Figure 3

ATPS ELISA can be used to pattern 9-plex and 16-plex arrays of detection antibodies.
(a) A 9-plex version of the experiment shown in Figure 1 c that demonstrates how ATPS-ELISA suppresses cross-reactions. Goat anti-ST2 detection antibody solutions are dispensed as ATPS droplets only to the 5 regions with spotted ST2 capture antibodies and ST2 antigen. These 5 regions generated true-positive signals. The 4 other regions spotted with anti-goat capture antibodies that would cross-react and give false positive signals with the goat anti-ST2 detection antibody did not receive any detection antibody solution droplets and thus resulted in no signal, demonstrating suppression of false positive signals. (b) A 9-plex version of the experiment shown in Figure 1 d.
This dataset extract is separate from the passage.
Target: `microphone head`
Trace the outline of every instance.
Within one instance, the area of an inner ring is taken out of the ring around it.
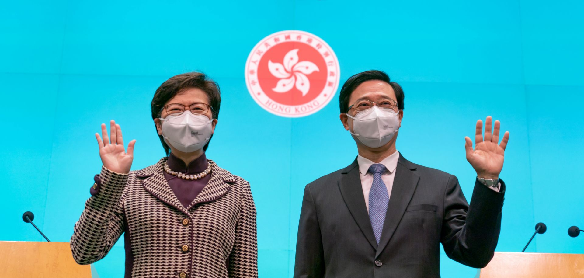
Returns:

Bath applied goat anti-ST2 detection antibodies become sequestered by the 4 anti-goat antibody spots. This produces 4 false positive readouts and interestingly 5 false negative signals with very low (but detectable) signal levels because there is insufficient ST2 detection antibody available to bind to the ST2 sandwich regions despite the fact that the anti-ST2 capture antibodies are bound to ST2. (c) Representative image of a 16-plex ATPS sandwich ELISA for ST2 with bath application of the capture antibody and localized dispensing of detection antibody in DEX droplets. (d) Same experiment as in c but without localized dispensing of detection antibody in the DEX droplets. The result is a signal from the entire well rather than localized signals.